Services are two-fold
There’s a staff of about 40 people at Sutton Dermatology + Aesthetics, including six physician’s assistants, licensed practical nurses, front office staff, histology technicians, medical assistants, surgical technicians, medical records specialists and billing and insurance staff.
One provider may see up to 20 patients in a day, and there are about four or five providers working in a given day.
Services are divided between dermatology and aesthetics, as the name indicates. Margaret Sutton says the two-fold services make the Lincoln practice unique.
“We feel that as dermatologists, we are the ones best-suited to handle aesthetics because we know the skin … we've studied the anatomy, we've studied the biochemistry, we've studied function, all different skin colors,” she said. “We're the skin experts.”
If a patient comes in for aesthetic services, such a laser hair reduction, and a provider finds there’s a bad-looking mole, they can be sent across the hall to the dermatological clinic. And vice-versa — if a patient comes in for a bad rash, and are looking for Botox, they would be able to be served in the same building.
“We have the skin covered,” Margaret Sutton said. “We're taking care of babies with birthmarks, we're taking care of children with warts, teenagers with acne, adults with rashes, older adults with skin cancer — it's just a whole range of populations.”
The dermatological services are on the left as you enter the building, and the aesthetic services are on the right.
The aesthetics waiting room has a clean, spa-like feeling to it. It’s quieter, with plants, more natural light, a view to the east of Campbell’s Nursery, and two massage chairs for patients to relax during their wait.
Sutton says about three-quarters of the patients come in for the dermatological services, and one-quarter come in for aesthetic services — which was added to the practice in 2006 and “has consistently grown.”
One aesthetic service is CoolSculpting, a fat-freezing method approved by the Federal Drug Administration in 2010, according to a 2017 New York Times article.
“CoolSculpting has been very positive for us,” Margaret Sutton said.
The service, Sutton says, is painless and noninvasive.
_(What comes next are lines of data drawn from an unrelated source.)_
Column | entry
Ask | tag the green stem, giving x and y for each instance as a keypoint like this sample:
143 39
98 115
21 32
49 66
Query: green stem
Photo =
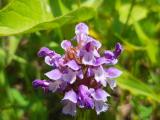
128 17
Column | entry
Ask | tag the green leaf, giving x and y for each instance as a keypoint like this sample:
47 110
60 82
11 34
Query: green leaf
151 45
138 13
32 15
135 86
12 47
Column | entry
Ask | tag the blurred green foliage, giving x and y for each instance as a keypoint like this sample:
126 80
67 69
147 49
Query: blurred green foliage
28 25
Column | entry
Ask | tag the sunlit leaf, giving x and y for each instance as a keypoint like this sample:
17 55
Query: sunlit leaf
135 86
32 15
137 13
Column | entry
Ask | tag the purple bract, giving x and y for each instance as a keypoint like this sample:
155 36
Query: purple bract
81 73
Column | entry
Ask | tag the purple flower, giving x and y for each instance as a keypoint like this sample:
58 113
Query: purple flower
84 96
100 97
69 100
81 73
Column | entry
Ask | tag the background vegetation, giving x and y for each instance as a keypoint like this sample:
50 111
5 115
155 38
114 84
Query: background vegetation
28 25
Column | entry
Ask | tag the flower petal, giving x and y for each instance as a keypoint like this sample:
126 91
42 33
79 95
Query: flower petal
100 94
45 52
65 44
118 50
73 65
112 84
80 74
88 59
54 74
70 76
81 28
40 83
71 96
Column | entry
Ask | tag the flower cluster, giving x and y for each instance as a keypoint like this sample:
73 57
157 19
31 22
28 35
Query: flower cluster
81 73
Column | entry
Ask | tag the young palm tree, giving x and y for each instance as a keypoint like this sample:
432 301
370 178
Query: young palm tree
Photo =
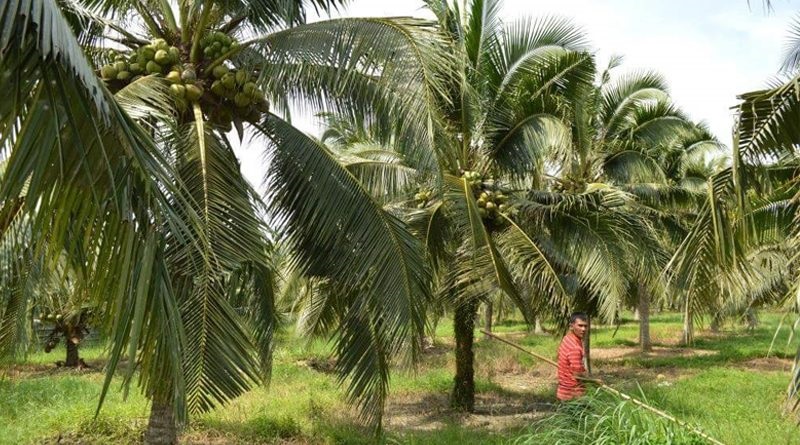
765 165
486 211
123 161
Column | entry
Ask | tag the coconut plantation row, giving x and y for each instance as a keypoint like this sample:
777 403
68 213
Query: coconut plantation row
469 174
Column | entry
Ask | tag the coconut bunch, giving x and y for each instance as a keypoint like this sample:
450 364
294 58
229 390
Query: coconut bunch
423 198
230 92
491 199
157 57
50 317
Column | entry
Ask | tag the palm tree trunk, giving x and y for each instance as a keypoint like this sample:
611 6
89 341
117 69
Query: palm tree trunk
688 324
161 428
463 397
72 354
716 322
587 345
537 325
487 322
644 319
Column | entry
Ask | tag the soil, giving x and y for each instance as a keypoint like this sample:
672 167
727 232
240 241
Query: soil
493 411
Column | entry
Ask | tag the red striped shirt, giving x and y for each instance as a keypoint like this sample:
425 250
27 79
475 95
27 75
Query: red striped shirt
570 363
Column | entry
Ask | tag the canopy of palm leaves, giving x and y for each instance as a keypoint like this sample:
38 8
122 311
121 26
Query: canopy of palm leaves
146 194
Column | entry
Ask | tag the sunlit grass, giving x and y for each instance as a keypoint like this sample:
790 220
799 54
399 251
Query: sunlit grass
305 403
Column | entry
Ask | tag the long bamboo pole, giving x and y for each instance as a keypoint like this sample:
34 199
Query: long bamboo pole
613 391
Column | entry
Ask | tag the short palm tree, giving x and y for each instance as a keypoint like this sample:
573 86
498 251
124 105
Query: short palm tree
122 159
490 218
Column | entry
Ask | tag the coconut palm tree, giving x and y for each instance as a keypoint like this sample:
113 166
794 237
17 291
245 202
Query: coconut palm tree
765 165
491 218
116 147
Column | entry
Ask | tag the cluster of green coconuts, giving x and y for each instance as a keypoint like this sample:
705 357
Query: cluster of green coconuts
423 197
51 317
492 202
229 93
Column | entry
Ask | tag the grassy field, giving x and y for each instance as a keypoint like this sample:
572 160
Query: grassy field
726 385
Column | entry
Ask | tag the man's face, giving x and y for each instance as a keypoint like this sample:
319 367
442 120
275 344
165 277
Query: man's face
578 327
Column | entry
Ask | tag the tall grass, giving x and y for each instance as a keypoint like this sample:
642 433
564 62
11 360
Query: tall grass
600 419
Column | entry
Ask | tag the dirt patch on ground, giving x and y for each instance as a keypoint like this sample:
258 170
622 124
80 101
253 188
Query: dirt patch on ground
621 353
325 365
493 411
32 371
767 364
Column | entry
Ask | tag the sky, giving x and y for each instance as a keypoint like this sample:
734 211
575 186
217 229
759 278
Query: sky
708 50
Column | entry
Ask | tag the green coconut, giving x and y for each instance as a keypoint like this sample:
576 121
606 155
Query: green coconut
229 81
152 67
219 71
108 72
193 93
174 77
162 57
188 75
178 90
241 100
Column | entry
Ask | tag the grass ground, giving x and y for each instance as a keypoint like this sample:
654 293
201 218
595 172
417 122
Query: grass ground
726 386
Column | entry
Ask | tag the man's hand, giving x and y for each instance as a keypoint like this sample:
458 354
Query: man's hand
595 380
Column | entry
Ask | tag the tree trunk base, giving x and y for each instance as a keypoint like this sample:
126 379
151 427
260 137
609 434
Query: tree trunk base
463 396
161 428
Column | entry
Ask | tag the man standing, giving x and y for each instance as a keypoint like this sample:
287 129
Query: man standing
570 359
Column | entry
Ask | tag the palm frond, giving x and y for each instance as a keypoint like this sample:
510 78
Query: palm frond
340 233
Fat cells are selectively targeted and frozen, which permanently removes them because “they explode, essentially.”
The most popular aesthetic service is Botox, Sutton says.
Both Botox and CoolSculpting have no down time — a trend patients seem to prefer.
"People want procedures in which they can resume their activities and their lives, and we are responding to that," she said.
The practice also has a line of skincare products for sale at the new building and online.
Room for growth
When the practice begin in 1984, Margaret Sutton said it maybe had four employees. Some current employees have worked with her for over 25 years.
“The success that we have enjoyed is very strongly because of our team, and not just our dermatologists and PAs but our entire staff of nurses, medical assistants, and our front office personal,” Margaret Sutton said. "I feel that we are a very cohesive team."
A second location at 5000 N. 26th St. opened in 2014, and shares staff with the new building.
Both Dr. Suttons say the future looks bright at Sutton Dermatology + Aesthetics, with another family member who may join a few years down the road.
Dr. Liz Sutton, daughter of Margaret and younger sister to Leigh, is currently in her dermatological residency at the Mayo Clinic in Rochester, Minnesota.
"We're excited about the future,” Margaret Sutton said. “By having a new building, we have space for a future expansion and future growth.”